To build on a comment I made recently…
There are some terms he used which have a precise meaning in the industry, notably (tech/AI brethren in the comments, do not come after me for generalizing and simplifying, I’m speaking to those outside of the field):
– persistence: durable storage for application state– planning: a type of agent workflow that utilizes RAG context fed to the LLM/frontier models with checkpoints that can save (“persist”) the state of the response so the user can resume, fork, change etc from the checkpoint with the state data from that point in time
What he is describing is a variant on the external RAG connector paradigm I mentioned in the final point in my earlier comment. The model itself is taking in information which is stored somewhere in the user’s application space (for example, a project plan with goals, outcomes, good and bad examples of expected output) and feeding that to the model using a planning/orchetration agentic process so that the model processes the project plan to take action based on the project plan contents and any other RAG or external (to the model) tools (like external web search, schedulers, etc). This is an expected part of the transition of the AI space going from science experiment/magic trick to just another part of the application layer.
What you’re bringing up – hallucinations – are typically an artifact of the model not having enough context about what it is being asked and so it makes stuff up to avoid getting halted. Bringing in more context via RAG (but not so much as to overload the model’s context window for each step of the interaction) is like 98% of the magic of using AI productively.

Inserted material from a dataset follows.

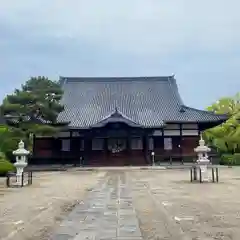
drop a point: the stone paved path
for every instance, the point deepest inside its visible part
(106, 214)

He’s not describing any new breakthroughs. Pretty much all of the ‘serious’ end of the dedicated AI tooling is beginning to roll more sophisticated RAG-based tooling on top of their applications that use the frontier models. There is a bullwhip effect while everyone figures out how to use each new tier of tooling. Paradoxically the more of these are added, the less the actual LLM/frontier model is required to dig deep into its own training set to respond. Over time we’ll see the enormous frontier models probably die off as they are replaced with hyper-specific models for particular use cases, like coding (this is already starting to happen in certain arenas where the coding type is not one that has a lot of public data that could have been used in the frontier models training set, like FPGA/ASIC development).
Finally, to make something extremely explicitly clear, any serious company that implements this will build out the user-associated persistence layer separate from the model so each individual’s context files are segregated from everyone else (“multitenancy”) and if they’re on a paid or enterprise plan that usually comes with a legal agreement not to take that information and retrain the frontier models on it if the service is also a frontier model provider. The context is usually encrypted and passed to the model in a format the model can read, not human readable, so the provider can say they’re not stealing your context data or harvesting it for nefarious deeds (not all paid plans/services do that which is why you have to read the fine print in the agreement). Any downstream provider who, say, buys a Microsoft service to build out their own application leveraging this tech, will use these private/secure endpoints and services so there is a chain of legal accountability so lawyers down the chain can sign off on it. This is not provided to users of the free and public implementations of the chatbots, which is where a lot of the horror stories and bad experiences come from.